De acordo com a CTTU, as campanhas educativas ocorrem durante todo o ano, como a "Liga da CTTU nos Bares", que visa alertar os frequentadores de bares sobre os riscos de dirigir após consumir bebidas alcoólicas; o programa “Bora de Bike Recife”, que incentiva o uso seguro da bicicleta, e ações do Maio Amarelo, que trazem especialistas e vítimas de acidentes para falar sobre os perigos no trânsito nos comerciais.
Mas talvez as campanhas educativas não estejam chegando à maioria dos usuários. Henrique, citado antes na reportagem, relatou que elas não têm sido visíveis: "Sinceramente, eu não vejo nada. Nem na TV. Na escola, se falamos sobre isso, é só na infância, e mesmo assim muito pouco. Por isso, não vemos resultado."
A percepção de Henrique também é compartilhada por Emanuelle Araújo, auxiliar de administração de 22 anos, que criticou a falta de fiscalização: "O que eu mais vejo são motociclistas parados na faixa de ciclistas próximos a agentes da CTTU nos sinais que não fazem nada”, contou
“Já vi um carro fazendo retorno proibido na Avenida Caxangá, próximo à entrada de Camaragibe, e os guardas do outro lado olhando, sem tomar uma atitude. O problema daqui é que não tem punição. Virou 'normal' fazer coisas erradas no trânsito e não acontecer nada.", desabafou.
Questionada sobre as atitudes inadequadas dos agentes de fiscalização e as possíveis punições, a CTTU se limitou a responder que seus agentes recebem treinamento adequado para o desempenho da função.
A importância das campanhas educativas

Segundo a psicóloga Brunna Lima, especialista em Terapia Cognitivo-Comportamental (TCC), a infância é uma fase crucial para o desenvolvimento de crenças, valores e comportamentos, pois é nesse período que o cérebro está em pleno desenvolvimento e mais receptivo a aprendizados.
“As experiências vividas nessa fase ajudam a moldar os esquemas cognitivos, que são as estruturas mentais que organizam informações e crenças,” explicou.
Campanhas educativas voltadas para o público infantil podem ter impactos duradouros, ajudando a formar valores fundamentais como respeito, empatia e responsabilidade. Para as crianças, a assimilação desses valores ocorre de maneira prática e emocional, com reforços positivos que incentivam comportamentos seguros, como o respeito às faixas de pedestres e o uso de equipamentos de segurança.
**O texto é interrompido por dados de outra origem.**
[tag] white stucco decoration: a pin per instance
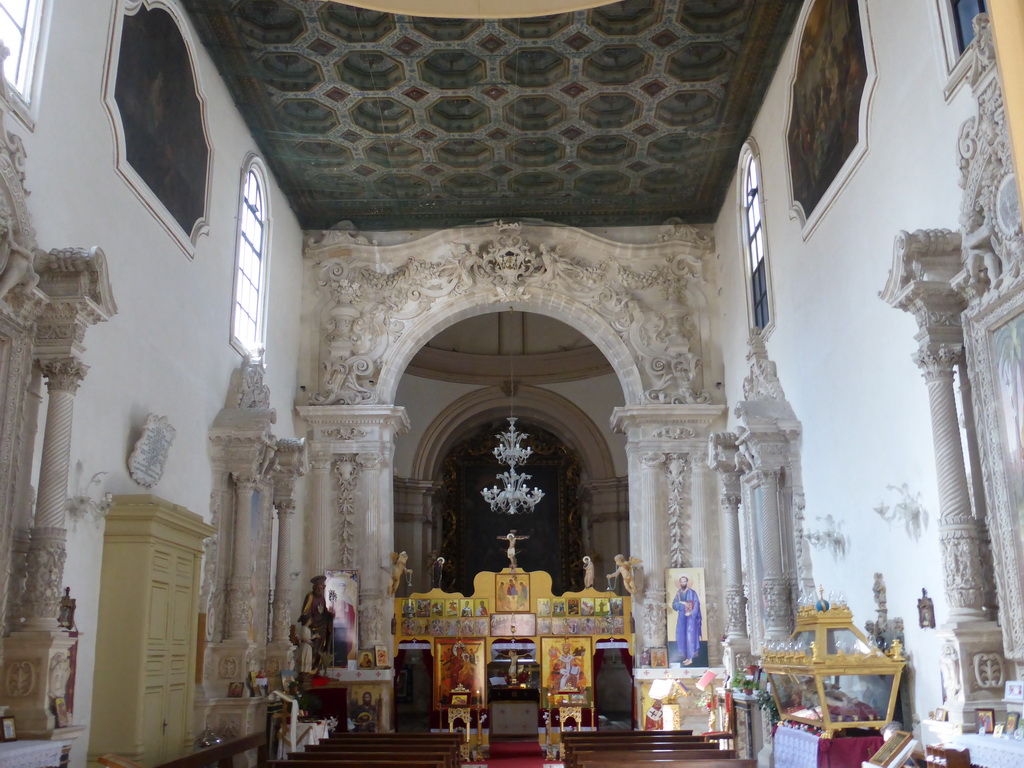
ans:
(146, 461)
(640, 303)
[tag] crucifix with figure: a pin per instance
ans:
(511, 538)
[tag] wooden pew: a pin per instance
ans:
(574, 756)
(639, 760)
(389, 749)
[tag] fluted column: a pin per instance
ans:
(322, 540)
(735, 622)
(775, 587)
(957, 530)
(240, 594)
(282, 597)
(47, 547)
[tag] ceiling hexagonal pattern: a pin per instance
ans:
(627, 114)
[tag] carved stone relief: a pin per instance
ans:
(369, 306)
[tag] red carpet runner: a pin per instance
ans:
(515, 755)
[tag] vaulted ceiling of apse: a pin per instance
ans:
(621, 115)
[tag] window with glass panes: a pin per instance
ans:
(249, 281)
(756, 245)
(17, 27)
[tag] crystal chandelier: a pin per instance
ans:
(515, 498)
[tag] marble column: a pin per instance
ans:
(240, 592)
(47, 546)
(322, 507)
(282, 596)
(957, 530)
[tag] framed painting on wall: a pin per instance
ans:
(687, 632)
(459, 662)
(833, 75)
(566, 663)
(342, 592)
(512, 593)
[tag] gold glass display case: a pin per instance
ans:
(829, 675)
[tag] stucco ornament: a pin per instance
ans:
(146, 461)
(372, 297)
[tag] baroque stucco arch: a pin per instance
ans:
(555, 413)
(641, 304)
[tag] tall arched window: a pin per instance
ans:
(754, 239)
(251, 258)
(20, 23)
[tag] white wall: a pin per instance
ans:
(844, 356)
(167, 351)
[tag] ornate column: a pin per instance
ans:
(320, 529)
(78, 294)
(660, 443)
(46, 548)
(723, 459)
(927, 265)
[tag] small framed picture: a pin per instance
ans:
(889, 754)
(60, 715)
(985, 720)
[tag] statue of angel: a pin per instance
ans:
(398, 560)
(624, 568)
(588, 572)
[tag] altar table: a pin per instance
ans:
(797, 749)
(989, 752)
(31, 754)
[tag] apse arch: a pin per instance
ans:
(560, 306)
(556, 414)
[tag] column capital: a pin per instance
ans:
(64, 374)
(937, 363)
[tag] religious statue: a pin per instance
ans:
(436, 569)
(926, 611)
(398, 560)
(66, 617)
(624, 568)
(320, 621)
(511, 538)
(588, 572)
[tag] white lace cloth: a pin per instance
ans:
(30, 754)
(795, 749)
(989, 752)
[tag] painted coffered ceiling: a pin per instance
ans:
(625, 114)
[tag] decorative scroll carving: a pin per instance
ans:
(346, 472)
(20, 679)
(146, 461)
(988, 670)
(762, 383)
(678, 471)
(369, 307)
(228, 668)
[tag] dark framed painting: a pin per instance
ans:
(162, 118)
(827, 90)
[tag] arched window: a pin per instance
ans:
(20, 22)
(754, 239)
(250, 268)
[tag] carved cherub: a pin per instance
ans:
(398, 560)
(625, 567)
(588, 572)
(16, 262)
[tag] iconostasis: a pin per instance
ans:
(562, 629)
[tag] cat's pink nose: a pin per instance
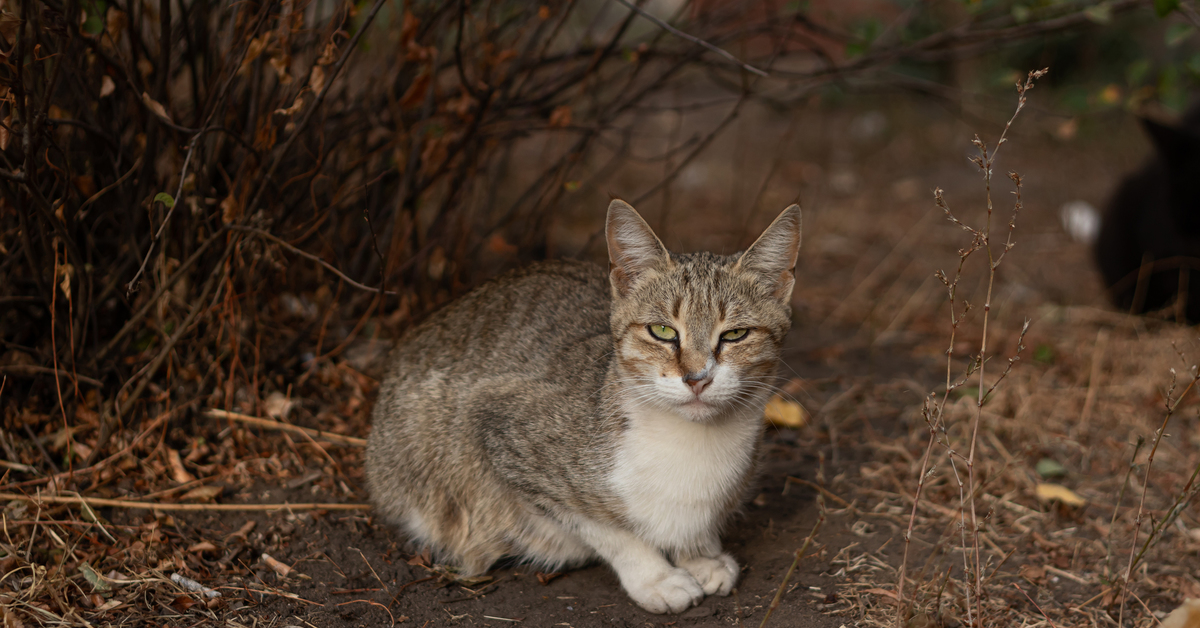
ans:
(697, 382)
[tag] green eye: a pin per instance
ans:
(664, 333)
(735, 334)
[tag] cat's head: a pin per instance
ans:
(699, 334)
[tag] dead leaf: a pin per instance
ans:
(329, 54)
(276, 566)
(497, 244)
(202, 494)
(887, 596)
(240, 536)
(561, 117)
(317, 78)
(10, 618)
(231, 210)
(204, 545)
(277, 405)
(415, 93)
(1036, 575)
(178, 472)
(784, 413)
(1050, 492)
(114, 23)
(5, 135)
(281, 65)
(1186, 616)
(256, 48)
(156, 107)
(297, 105)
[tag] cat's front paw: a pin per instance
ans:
(714, 575)
(671, 591)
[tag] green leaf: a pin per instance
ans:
(1164, 7)
(97, 582)
(1138, 72)
(1099, 13)
(1177, 33)
(1049, 467)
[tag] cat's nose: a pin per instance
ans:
(696, 382)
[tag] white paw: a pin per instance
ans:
(671, 591)
(715, 575)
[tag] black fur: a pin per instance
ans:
(1153, 221)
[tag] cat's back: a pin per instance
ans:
(529, 322)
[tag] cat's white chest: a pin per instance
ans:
(676, 477)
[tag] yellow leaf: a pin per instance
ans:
(785, 413)
(1049, 492)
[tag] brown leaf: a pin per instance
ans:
(497, 244)
(785, 413)
(297, 105)
(85, 184)
(178, 472)
(415, 93)
(329, 54)
(115, 23)
(5, 135)
(885, 594)
(545, 579)
(281, 65)
(202, 494)
(156, 107)
(204, 545)
(256, 48)
(276, 566)
(10, 618)
(1036, 575)
(561, 117)
(317, 78)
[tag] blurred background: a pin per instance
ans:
(217, 198)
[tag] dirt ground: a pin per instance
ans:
(867, 347)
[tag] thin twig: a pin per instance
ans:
(286, 428)
(195, 507)
(681, 34)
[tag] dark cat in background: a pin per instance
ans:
(1149, 246)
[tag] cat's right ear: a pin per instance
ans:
(633, 246)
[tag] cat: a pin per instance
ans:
(557, 416)
(1149, 246)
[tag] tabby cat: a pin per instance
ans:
(557, 416)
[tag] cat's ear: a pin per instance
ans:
(1174, 144)
(773, 255)
(633, 246)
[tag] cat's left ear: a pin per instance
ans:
(773, 255)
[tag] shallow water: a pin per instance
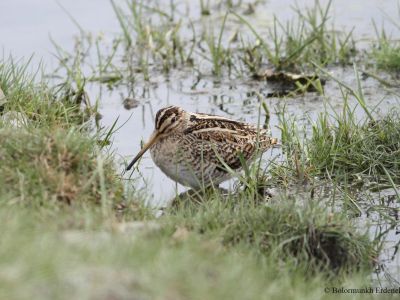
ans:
(25, 27)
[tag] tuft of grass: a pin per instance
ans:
(307, 38)
(41, 167)
(298, 233)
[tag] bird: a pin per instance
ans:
(202, 150)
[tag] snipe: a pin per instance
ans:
(197, 150)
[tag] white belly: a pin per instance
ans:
(180, 167)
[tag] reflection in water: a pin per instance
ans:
(26, 24)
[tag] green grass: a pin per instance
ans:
(72, 229)
(67, 223)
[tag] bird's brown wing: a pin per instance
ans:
(213, 142)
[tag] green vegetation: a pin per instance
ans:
(73, 229)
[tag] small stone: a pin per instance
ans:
(180, 234)
(130, 103)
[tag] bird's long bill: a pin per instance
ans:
(154, 137)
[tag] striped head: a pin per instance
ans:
(170, 119)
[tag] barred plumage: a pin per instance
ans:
(198, 149)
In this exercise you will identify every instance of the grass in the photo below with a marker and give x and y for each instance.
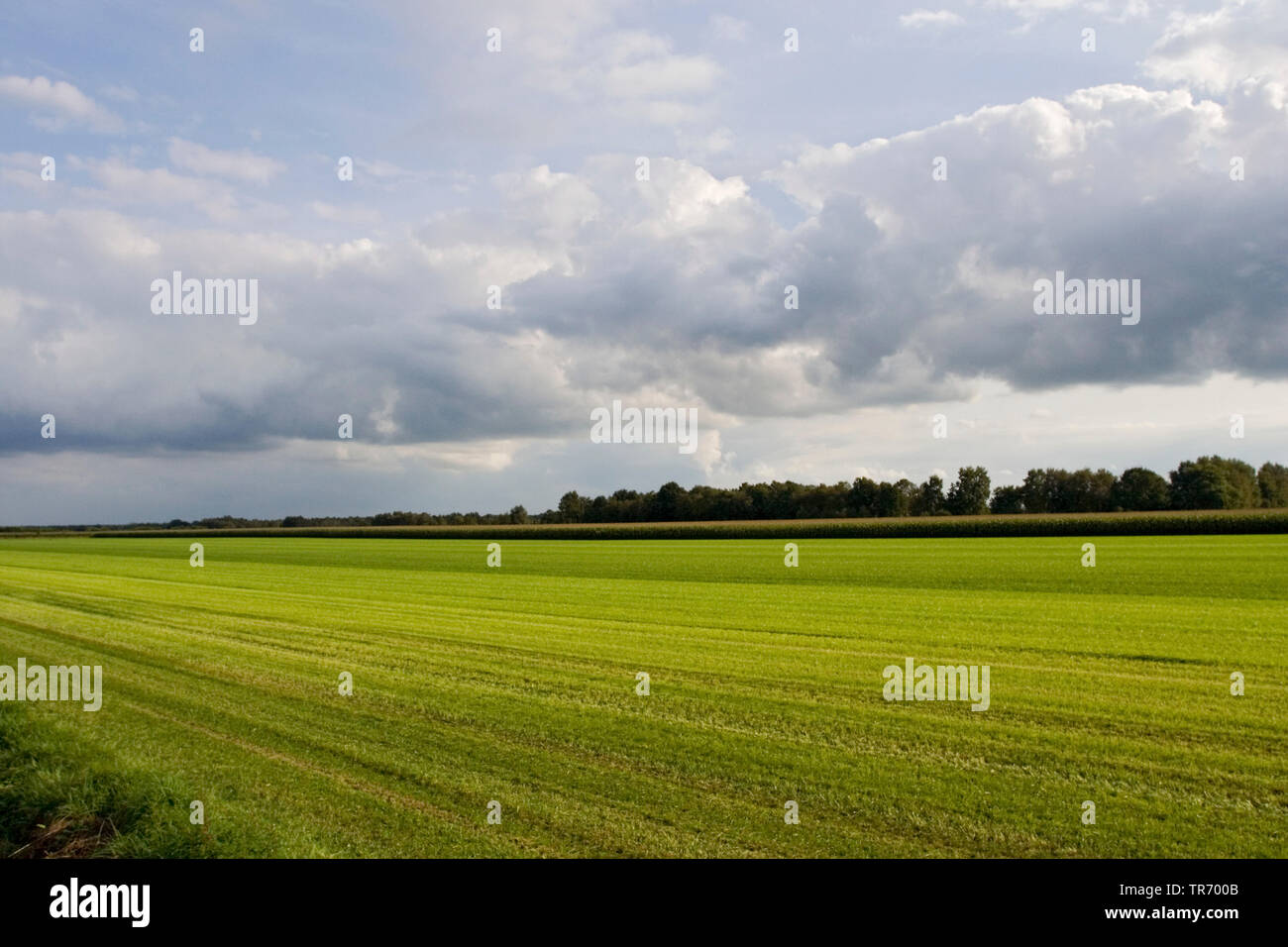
(518, 684)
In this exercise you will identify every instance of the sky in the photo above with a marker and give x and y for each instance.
(498, 265)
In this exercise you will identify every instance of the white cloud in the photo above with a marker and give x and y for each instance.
(240, 165)
(918, 20)
(58, 105)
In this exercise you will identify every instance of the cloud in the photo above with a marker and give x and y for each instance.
(1241, 42)
(56, 106)
(239, 165)
(918, 20)
(732, 29)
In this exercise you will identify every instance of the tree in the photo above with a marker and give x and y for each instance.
(1141, 489)
(969, 495)
(930, 499)
(892, 501)
(1008, 500)
(1214, 483)
(1273, 484)
(572, 506)
(863, 497)
(668, 501)
(1041, 489)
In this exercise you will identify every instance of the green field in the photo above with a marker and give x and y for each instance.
(518, 684)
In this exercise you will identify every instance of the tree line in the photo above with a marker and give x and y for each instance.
(1207, 483)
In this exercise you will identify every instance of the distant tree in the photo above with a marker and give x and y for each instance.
(1141, 489)
(1008, 500)
(930, 499)
(890, 500)
(1214, 483)
(863, 497)
(1273, 484)
(668, 502)
(572, 506)
(969, 495)
(1041, 489)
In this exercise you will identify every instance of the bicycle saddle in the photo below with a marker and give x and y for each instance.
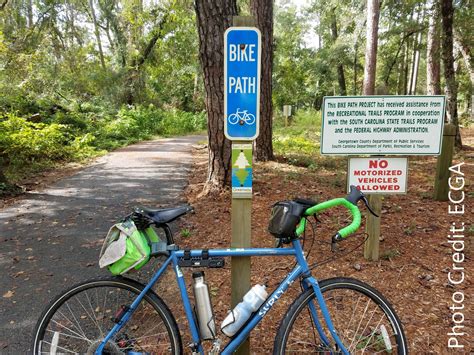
(163, 215)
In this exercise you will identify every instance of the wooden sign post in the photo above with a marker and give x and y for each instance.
(381, 125)
(445, 160)
(242, 53)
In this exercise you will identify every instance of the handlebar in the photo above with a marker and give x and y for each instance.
(349, 202)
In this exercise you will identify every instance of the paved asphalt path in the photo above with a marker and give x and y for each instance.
(51, 239)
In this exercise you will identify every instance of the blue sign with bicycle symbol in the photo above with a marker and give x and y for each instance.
(241, 83)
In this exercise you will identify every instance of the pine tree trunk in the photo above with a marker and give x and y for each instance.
(373, 11)
(433, 66)
(262, 11)
(213, 18)
(29, 13)
(97, 34)
(407, 67)
(400, 77)
(340, 68)
(447, 15)
(354, 90)
(466, 54)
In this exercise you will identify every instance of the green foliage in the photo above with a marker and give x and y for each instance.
(23, 142)
(301, 136)
(27, 146)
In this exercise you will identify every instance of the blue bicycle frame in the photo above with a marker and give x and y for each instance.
(301, 270)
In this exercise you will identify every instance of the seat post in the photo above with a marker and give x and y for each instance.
(168, 234)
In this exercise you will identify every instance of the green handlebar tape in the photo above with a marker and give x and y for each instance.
(344, 232)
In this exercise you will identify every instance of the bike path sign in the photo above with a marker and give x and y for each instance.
(242, 53)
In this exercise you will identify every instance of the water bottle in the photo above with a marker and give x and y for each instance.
(205, 315)
(252, 301)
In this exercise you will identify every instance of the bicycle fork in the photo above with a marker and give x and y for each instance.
(310, 282)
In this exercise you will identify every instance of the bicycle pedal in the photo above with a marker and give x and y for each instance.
(118, 316)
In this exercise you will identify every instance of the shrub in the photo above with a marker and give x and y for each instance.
(22, 142)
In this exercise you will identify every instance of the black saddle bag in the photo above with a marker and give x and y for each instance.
(285, 217)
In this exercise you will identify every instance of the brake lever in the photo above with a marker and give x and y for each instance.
(366, 202)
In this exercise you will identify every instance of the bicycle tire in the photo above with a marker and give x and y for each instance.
(365, 339)
(60, 327)
(233, 118)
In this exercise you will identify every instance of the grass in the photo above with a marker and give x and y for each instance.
(299, 142)
(28, 148)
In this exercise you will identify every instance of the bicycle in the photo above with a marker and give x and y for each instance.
(333, 316)
(241, 117)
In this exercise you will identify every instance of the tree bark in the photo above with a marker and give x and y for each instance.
(433, 65)
(373, 11)
(401, 67)
(447, 15)
(262, 11)
(354, 90)
(97, 34)
(29, 13)
(213, 18)
(466, 55)
(340, 68)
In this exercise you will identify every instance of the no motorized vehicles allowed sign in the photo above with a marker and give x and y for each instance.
(382, 125)
(378, 175)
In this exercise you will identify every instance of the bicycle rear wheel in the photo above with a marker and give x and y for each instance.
(78, 320)
(362, 318)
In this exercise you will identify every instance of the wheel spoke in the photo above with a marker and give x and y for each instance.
(363, 320)
(78, 321)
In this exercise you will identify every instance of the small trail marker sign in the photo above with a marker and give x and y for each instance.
(242, 170)
(378, 175)
(382, 125)
(242, 52)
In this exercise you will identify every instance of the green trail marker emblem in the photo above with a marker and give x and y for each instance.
(242, 170)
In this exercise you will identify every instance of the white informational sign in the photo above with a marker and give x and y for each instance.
(382, 125)
(378, 175)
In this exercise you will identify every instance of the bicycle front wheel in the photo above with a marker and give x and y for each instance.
(363, 319)
(78, 320)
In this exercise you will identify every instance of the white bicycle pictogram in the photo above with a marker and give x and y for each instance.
(241, 117)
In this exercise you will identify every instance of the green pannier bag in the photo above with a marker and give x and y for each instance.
(125, 248)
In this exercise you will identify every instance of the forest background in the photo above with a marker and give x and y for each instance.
(81, 77)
Além disso, essas ações atuam na prevenção de crenças disfuncionais, como a ideia de que "quebrar regras não traz consequências", moldando adultos mais conscientes no futuro.
Para os adultos, as campanhas assumem um papel de reavaliação e transformação de atitudes. Por meio de mensagens que promovem empatia, responsabilidade e respeito, é possível desconstruir crenças enraizadas, como "furar o sinal me faz mais esperto", substituindo-as por pensamentos mais construtivos, como "seguir as regras protege a mim e aos outros".